Da observação, decorre a dúvida sobre o que preferir: palavra ou comunicação. Philippe Breton julga que todas as pessoas percebem aproximadamente o que quer dizer “sociedade de comunicação”, mas “sociedade da palavra” poderá originar interpretações menos exactas (“entender-se-á ‘sociedade do oral’, por oposição especialmente às sociedades que conhecem a escrita e esquecendo-se, de passagem, aliás, as que utilizam a linguagem dos sinais”). Ou seja, “ao utilizar ‘palavra’, corre-se o risco de não se conseguir fazer entender”. Para Breton, do que se trata é da necessidade de escolher o termo que designe uma instância mais fundamental, mais da ordem das finalidades que da dos meios. E, apesar da sua aparente facilidade de emprego, a palavra “comunicação” não cumpre o propósito.
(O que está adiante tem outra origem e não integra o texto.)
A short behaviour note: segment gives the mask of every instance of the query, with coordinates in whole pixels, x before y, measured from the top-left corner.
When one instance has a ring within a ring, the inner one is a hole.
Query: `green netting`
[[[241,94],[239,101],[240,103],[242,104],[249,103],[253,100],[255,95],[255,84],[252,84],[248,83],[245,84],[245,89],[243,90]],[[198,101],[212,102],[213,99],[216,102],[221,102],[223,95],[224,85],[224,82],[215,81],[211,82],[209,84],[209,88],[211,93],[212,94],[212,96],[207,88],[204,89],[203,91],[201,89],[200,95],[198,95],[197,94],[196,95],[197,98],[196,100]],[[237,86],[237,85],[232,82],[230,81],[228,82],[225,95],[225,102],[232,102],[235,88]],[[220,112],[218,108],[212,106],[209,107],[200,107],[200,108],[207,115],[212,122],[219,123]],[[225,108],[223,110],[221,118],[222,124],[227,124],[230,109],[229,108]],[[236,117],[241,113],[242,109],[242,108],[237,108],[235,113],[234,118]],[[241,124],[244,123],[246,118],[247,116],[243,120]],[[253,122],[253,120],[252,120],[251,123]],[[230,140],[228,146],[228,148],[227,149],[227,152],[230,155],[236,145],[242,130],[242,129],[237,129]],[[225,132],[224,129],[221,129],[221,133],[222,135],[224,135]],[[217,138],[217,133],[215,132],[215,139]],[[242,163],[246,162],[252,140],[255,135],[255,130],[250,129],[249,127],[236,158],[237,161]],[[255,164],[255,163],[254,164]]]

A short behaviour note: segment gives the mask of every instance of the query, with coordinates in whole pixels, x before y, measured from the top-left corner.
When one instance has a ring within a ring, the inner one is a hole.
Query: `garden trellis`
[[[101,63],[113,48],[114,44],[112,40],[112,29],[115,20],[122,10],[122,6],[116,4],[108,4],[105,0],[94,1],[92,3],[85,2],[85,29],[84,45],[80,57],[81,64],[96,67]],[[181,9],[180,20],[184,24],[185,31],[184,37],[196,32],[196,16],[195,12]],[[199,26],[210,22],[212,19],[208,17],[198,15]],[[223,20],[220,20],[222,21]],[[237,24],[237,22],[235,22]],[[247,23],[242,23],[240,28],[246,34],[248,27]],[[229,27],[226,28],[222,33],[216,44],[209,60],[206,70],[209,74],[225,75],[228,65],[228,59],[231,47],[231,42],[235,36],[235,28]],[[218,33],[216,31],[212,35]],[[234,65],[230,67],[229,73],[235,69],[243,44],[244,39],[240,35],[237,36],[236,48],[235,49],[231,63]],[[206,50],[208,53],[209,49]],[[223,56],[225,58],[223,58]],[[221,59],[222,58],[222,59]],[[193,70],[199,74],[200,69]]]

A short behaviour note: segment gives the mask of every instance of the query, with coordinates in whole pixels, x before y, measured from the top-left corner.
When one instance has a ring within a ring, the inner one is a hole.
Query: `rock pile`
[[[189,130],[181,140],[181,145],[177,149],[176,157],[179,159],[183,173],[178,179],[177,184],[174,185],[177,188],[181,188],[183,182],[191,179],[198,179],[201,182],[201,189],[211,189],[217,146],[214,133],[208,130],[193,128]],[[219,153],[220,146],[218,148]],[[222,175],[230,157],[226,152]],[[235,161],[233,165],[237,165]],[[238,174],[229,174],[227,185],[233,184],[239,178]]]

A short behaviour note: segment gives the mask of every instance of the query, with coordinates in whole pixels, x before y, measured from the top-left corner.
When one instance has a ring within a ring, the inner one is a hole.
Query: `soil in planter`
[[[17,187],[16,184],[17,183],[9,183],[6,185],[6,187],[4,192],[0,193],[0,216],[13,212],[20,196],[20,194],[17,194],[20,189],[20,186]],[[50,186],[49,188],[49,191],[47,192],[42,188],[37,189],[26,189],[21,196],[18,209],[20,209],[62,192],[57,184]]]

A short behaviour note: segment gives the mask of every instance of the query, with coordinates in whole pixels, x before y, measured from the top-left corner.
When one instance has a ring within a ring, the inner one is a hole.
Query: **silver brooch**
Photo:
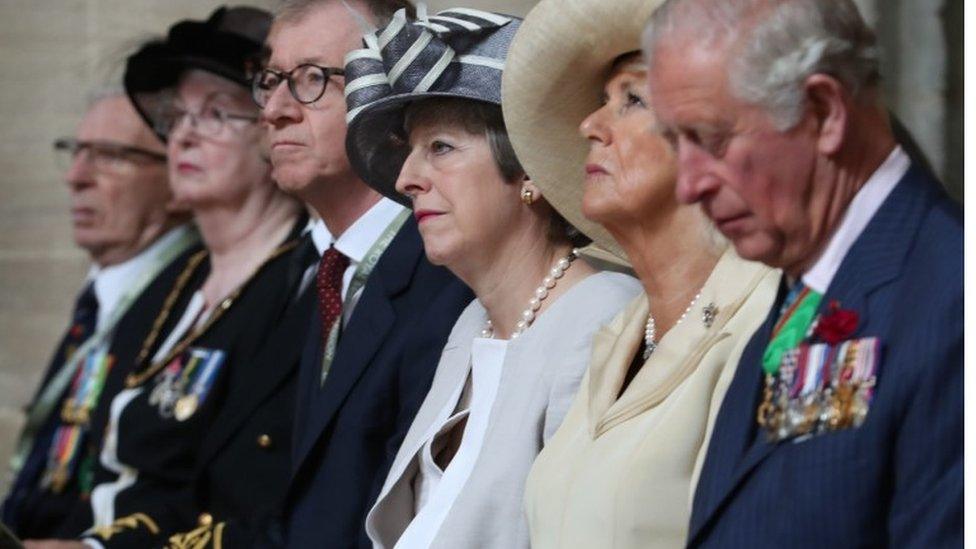
[[[716,315],[718,315],[718,307],[715,306],[715,303],[705,305],[702,309],[702,322],[705,323],[706,328],[712,327],[712,324],[715,323]]]

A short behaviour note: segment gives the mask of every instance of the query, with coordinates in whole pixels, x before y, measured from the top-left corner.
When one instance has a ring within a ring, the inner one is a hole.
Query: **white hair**
[[[852,0],[666,0],[644,29],[649,66],[669,41],[728,51],[732,94],[780,130],[799,122],[813,74],[833,76],[854,96],[880,81],[874,32]]]

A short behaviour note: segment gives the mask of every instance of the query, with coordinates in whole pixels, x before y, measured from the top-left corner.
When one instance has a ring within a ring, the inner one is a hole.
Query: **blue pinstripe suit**
[[[716,419],[689,547],[962,546],[962,243],[961,210],[913,165],[844,258],[822,306],[858,311],[852,337],[882,342],[859,428],[757,432],[773,308]]]

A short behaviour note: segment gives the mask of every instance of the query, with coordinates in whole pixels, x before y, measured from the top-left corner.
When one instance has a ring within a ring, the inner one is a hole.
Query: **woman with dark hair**
[[[167,141],[174,197],[206,249],[122,365],[121,391],[96,412],[105,442],[91,500],[76,513],[94,526],[76,543],[158,547],[199,524],[208,531],[197,542],[219,546],[222,521],[263,516],[287,484],[311,296],[299,297],[295,273],[308,217],[271,178],[250,97],[270,24],[263,10],[220,8],[128,59],[126,92]]]
[[[374,547],[527,547],[529,466],[576,392],[593,332],[639,292],[580,258],[588,238],[512,151],[501,73],[519,23],[400,12],[346,58],[353,166],[413,208],[428,258],[477,298],[367,517]]]

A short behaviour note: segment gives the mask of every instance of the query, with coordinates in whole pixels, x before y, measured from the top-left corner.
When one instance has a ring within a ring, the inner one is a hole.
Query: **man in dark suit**
[[[962,545],[962,214],[892,136],[849,0],[670,0],[645,53],[678,196],[783,270],[692,547]]]
[[[170,204],[165,147],[121,89],[99,94],[77,138],[55,148],[65,159],[75,243],[93,266],[12,461],[3,521],[24,538],[71,529],[62,522],[87,497],[101,446],[91,412],[120,388],[133,349],[199,249],[188,215]]]
[[[368,546],[364,519],[472,294],[426,257],[409,210],[350,167],[341,73],[364,28],[403,0],[292,2],[255,77],[278,184],[321,217],[322,260],[298,377],[293,476],[282,524],[290,547]]]

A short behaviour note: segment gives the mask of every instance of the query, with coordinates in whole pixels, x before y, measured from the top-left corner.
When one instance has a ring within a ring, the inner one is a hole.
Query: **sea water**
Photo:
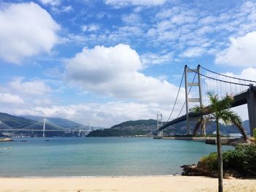
[[[217,150],[203,142],[138,137],[26,138],[0,142],[0,176],[76,177],[181,174]],[[223,146],[223,150],[232,149]]]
O autor de Elogio da palavra constata que, “por bons e maus motivos, o termo ‘comunicação’ suscita uma irritação crescente. Ele, aliás, está deslizando suavemente para um sentido pejorativo. ‘Isso não é política’, escreve um editor ao falar do discurso de um primeiro-ministro. ‘Isso é comunicação.’ Em suma, a essência, o conteúdo, é a política, a fala política que se espera, e a comunicação é a forma, a aparência. Tomemos cuidado, no entanto, com os efeitos incontroláveis de uma oposição excessivamente romântica entre a forma e a essência, o autêntico e o superficial, a profundidade e a superfície”.
Philippe Breton não dispensa o vocábulo “comunicação”, pois ele engloba a grande – e honrosa – família dos termos que servem para designar os meios que utilizamos para dar forma, para dizer o que temos a dizer. O problema, diz ele, é que a comunicação e as suas técnicas “estão envoltas num clima de fetichismo relativamente generalizado”. De facto, “graças especialmente às novas tecnologias de comunicação, à digitalização e à Internet, o olhar concentra-se hoje mais nos instrumentos do que naquilo para que eles servem”. Ou seja: “A finalidade da comunicação parece ter sido progressivamente apagada”. A circunstância de a “ideologia da comunicação” estar tão implantada nas consciências faz com que, segundo Breton, não se coloque uma questão muito simples, mas essencial: “Para que serve a comunicação?” O mesmo é perguntar: “Qual é a finalidade de todos esses instrumentos de comunicação que inventamos a um ritmo cada vez mais acelerado? Para que serve tudo isso?”